Уйду с утра в лес, скитаюсь с тропы на тропу, покуда ноги носят и с голоду боков не подведет. Зелень молодая, дубки свежие, ядреные, от шиповника дух идет, болотца прелью, прошлогодним листом вкусно пахнут — грибной такой аромат. Кукушка кричит, дятлы стучат, жаворонки заливаются, векши с ели на ель перепрыгивают, зайцы шмыгают. Иногда развлекало. А иной раз — наслушаешься, да насмотришься всей этой весны, надышишься этим воздухом любви, — так и еще хуже, тяжелее станет. Бродишь, как пьяная. По жилам черти не кровь гонят — свинец топленый. Голова — в десять пуд, шальная. Тоска. Плакать хочется. Сердце рвется. Кажется, нет-то несчастнее тебя дуры на свете! И такое зло на себя, такая досада берет, что, бывало, бросишься наземь, лицо в траву уткнешь, от гнева да стыда, света не видишь, — рычу, да ругаю себя, как тварь последняя, ногтями мох деру.
И вот — такую-то полоумную — выследил меня в лесу Иван Афанасьевич. Я стою под березою, спиною к стволу прижалась, трясусь, как лист, зубами стучу. Смотрю на него, не узнаю: он ли, другой ли кто?

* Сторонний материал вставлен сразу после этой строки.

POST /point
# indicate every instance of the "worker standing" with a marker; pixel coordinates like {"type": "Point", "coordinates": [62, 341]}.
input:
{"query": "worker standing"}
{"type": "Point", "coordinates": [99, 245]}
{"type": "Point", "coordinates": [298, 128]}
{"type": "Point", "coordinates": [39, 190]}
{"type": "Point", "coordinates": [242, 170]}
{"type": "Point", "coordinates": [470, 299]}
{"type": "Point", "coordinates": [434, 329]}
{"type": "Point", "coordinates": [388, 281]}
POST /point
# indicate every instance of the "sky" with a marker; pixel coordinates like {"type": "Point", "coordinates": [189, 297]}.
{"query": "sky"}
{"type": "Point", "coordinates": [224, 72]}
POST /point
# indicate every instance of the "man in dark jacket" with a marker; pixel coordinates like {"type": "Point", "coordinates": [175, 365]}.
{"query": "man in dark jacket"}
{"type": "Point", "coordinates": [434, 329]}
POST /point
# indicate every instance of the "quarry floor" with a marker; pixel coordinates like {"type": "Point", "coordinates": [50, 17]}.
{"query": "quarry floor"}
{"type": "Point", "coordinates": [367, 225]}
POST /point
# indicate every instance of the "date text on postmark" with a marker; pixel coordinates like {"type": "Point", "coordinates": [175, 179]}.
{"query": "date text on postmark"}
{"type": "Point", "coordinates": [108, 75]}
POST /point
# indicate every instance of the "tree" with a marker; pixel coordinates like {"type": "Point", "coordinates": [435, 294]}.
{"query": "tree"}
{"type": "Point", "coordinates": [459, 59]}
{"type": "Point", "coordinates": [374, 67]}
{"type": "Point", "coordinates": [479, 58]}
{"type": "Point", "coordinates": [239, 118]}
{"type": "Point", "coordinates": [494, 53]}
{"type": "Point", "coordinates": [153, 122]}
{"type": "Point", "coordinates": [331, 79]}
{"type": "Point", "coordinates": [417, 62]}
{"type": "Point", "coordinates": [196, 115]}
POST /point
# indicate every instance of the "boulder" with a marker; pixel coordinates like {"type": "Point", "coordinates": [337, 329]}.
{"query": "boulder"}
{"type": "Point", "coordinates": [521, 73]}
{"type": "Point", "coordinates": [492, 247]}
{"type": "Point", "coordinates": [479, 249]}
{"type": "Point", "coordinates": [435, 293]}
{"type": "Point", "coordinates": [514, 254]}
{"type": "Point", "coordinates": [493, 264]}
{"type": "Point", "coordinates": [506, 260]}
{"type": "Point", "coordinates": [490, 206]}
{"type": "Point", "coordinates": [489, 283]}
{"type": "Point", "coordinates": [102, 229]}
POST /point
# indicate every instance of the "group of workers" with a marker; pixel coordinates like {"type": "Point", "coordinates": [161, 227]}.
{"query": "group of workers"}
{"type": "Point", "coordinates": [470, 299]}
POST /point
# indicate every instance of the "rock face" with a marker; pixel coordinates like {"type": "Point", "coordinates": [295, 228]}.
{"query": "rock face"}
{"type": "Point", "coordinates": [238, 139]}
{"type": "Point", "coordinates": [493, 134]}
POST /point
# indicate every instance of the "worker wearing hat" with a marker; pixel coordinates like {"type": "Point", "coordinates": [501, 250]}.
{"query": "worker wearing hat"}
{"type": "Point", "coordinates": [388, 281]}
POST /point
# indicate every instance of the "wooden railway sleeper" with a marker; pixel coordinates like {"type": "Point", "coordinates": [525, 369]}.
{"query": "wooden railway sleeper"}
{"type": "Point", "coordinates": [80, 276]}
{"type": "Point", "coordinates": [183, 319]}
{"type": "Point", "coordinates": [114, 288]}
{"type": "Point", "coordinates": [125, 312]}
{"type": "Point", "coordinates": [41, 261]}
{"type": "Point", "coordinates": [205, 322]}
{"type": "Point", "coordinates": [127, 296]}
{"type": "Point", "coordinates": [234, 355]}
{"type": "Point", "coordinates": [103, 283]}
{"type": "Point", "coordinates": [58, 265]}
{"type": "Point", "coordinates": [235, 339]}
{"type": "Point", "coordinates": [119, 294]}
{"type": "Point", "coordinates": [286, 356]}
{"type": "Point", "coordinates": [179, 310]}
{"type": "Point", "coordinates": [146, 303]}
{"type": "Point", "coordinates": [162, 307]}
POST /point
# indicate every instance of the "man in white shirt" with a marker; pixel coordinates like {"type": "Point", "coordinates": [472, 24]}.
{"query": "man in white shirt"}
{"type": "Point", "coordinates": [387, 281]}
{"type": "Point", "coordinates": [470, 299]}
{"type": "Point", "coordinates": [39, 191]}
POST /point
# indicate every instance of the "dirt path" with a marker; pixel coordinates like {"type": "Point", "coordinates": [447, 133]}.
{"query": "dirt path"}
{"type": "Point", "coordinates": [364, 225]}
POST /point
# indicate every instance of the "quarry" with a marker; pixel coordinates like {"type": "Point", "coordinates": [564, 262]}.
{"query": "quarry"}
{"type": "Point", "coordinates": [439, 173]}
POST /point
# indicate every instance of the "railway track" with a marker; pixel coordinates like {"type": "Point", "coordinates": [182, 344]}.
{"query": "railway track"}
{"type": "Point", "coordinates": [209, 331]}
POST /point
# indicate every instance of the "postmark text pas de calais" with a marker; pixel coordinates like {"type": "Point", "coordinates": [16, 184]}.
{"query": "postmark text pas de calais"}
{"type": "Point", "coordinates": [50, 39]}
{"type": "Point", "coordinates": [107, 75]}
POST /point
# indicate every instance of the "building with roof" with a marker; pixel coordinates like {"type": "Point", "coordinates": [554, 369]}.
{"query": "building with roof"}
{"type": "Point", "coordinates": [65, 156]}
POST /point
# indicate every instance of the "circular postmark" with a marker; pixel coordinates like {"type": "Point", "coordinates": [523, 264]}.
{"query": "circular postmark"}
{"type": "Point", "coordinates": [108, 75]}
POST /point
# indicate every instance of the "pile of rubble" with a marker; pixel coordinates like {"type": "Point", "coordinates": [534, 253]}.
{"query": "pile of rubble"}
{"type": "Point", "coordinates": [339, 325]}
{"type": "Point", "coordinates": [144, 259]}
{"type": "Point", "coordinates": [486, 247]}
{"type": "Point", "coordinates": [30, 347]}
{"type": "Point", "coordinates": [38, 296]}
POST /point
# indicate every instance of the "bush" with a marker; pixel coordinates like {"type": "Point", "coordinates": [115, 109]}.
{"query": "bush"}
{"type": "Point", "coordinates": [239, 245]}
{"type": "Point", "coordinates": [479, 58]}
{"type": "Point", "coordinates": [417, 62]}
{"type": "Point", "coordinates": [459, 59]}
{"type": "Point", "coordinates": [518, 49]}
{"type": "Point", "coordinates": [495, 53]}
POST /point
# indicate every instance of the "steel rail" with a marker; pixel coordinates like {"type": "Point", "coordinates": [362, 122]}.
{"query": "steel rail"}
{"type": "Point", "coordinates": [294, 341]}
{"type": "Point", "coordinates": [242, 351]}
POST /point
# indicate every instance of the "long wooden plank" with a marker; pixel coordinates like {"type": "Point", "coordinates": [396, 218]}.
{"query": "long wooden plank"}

Не понимаю: как, откуда он — из-за куста — вынырнул? А он — скрипучим и сладеньким своим голоском — улещает меня, что кругом на две версты лес и нет души человеческой, и никто никогда не узнает, и он — человек маленький, скромный, и будет молчать, как могила. А я — как истукан. Молчу, и чудится мне, что бес привел его, либо сам пришел в его образе на мою дорогу. И, когда он осмелел и за руку меня взял, я пошла за ним и пала, как животное.
VIII.
Виктория Павловна долго сидела молча, опустив голову, уперев подбородок в грудь. Я видел, как рдели ее уши, как вздрагивали скулы, потому что она гневно кусала губы.
Наконец, она дерзко, даже свысока как-то, взглянула мне в лицо и высокомерно сказала:
— Если вы ждете от меня теперь чувствительных излияний — как я раскаялась, пришла в отчаяние, хотела от стыда утопиться или повеситься, то я обману ваши ожидания. Я не испытала тогда никакого раскаяния. По-моему, раскаяние, стыд — удел тех, кто еще не долетел до дна пропасти, кувыркается в воздухе. А — если шлепнешься оземь из поднебесья, то с размаху-то так тебя ошеломит, что всякого самочувствия лишиться, а с ним и раскаяния, и стыда. Дьявол оттого и не стыдится своего зла, и раскаяться не может, что архангел Михаил уж очень жестоко его пихнул с самого высокого неба в самую черную адскую глубь. Он до сих пор опомниться не может, — оттого и безоглядно грешен, коварен и зол.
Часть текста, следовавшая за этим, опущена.